VG: Another one worth looking at Mexoro (OTCBB:MXOM). I
went to visit their property just an hour outside of Chihuahua Mexico in mid
October and was very impressed. This project is really nice, and from what I
understand, they've applied to trade on the TSX, which would give it a fair
bit more liquidity, a lot more transparency, and a lot more access by the
major funds. The company right now has about 1.2 million ounces of gold on
the property, grading around 3 grams a ton. That's based on 50 drill holes.

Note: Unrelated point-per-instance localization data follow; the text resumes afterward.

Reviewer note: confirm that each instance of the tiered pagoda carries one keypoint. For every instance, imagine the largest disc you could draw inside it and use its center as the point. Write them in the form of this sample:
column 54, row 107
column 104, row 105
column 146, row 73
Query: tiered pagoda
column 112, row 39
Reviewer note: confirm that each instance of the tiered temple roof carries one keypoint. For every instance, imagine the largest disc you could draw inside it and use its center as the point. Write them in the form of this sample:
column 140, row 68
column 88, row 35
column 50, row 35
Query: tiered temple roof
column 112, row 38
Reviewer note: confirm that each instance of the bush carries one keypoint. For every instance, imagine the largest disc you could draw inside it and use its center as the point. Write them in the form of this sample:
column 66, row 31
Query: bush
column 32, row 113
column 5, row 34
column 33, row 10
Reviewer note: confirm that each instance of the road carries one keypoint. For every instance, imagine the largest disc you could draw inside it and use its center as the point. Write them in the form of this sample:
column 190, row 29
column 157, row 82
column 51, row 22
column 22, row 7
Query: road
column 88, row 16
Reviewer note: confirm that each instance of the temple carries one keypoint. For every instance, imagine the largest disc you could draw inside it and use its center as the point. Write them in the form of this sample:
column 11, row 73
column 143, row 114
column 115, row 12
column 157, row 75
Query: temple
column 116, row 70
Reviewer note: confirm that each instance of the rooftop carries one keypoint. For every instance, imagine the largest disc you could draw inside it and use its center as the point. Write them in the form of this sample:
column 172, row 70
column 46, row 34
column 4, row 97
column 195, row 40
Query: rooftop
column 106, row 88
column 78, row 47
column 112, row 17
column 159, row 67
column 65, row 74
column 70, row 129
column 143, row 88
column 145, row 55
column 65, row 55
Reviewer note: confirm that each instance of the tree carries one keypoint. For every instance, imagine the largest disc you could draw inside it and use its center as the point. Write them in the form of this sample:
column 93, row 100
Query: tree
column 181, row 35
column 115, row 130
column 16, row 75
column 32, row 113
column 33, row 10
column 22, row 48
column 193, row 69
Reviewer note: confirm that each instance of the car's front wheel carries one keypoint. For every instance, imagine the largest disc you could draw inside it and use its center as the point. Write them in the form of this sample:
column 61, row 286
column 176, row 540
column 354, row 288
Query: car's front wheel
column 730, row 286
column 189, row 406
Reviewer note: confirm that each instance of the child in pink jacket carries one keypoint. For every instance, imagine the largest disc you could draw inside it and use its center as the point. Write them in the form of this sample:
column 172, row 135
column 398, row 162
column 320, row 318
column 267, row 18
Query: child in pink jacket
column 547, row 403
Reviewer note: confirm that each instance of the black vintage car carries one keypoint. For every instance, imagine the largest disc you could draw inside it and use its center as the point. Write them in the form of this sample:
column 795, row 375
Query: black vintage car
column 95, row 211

They drilled 103, so they're going to update their resource calculation with
the balance of the holes plus some more drilling, so we can expect that the
resource is going to increase reasonably significantly, I would say, just by
adding the rest of the holes they've drilled already. Sometime in early
November the mill should be completed and they should be getting into
production. Once it's up in full production and ramped up, this company
should be producing about 30,000 ounces of gold at a cash cost of around
$300. That's very cheap gold, and cash flow is good. I personally like to see
a company with a) cash flow and b) exploration upside—and Mexoro has
both. The exploration team is one of the best I've seen.
The company is trading at about 40 cents with 50 million shares out. So,
really, it's a $20 million company with a mill that is basically complete, a
resource of 1.2 million ounces of gold as it stands now, and production once
it's ramped up at roughly 30,000 ounces per year. That's all worth more than
$20 million, which is why I'm intrigued with this company.
TGR: Any parting thoughts today, Victor?
VG: I'll reiterate that the junior space is a very good place to be
because it certainly has the most upside potential. This is particularly the
case with the right companies and some of the risk mitigated (i.e., a
resource with some production or an acquisition that was done or something
else where you don't have to do everything from the ground up). Mind you, if
you do get something from the ground up, such as Richfield, you get a big,
big return. I would also repeat a caution: We hope we'll see only a small
pullback here, and then a continued rally. But it is quite possible that this
pullback will be protracted, or will lead into a bit of a crash. It's
important to really be on top of the markets to see what they do.
TGR: With those words of caution and optimism, we thank you once
again.
DISCLOSURE: Victor
Gonçalves
I personally and/or
my family own the following companies mentioned in this interview: Kent,
Richfield Ventures, NioGold, Mexoro and Midland.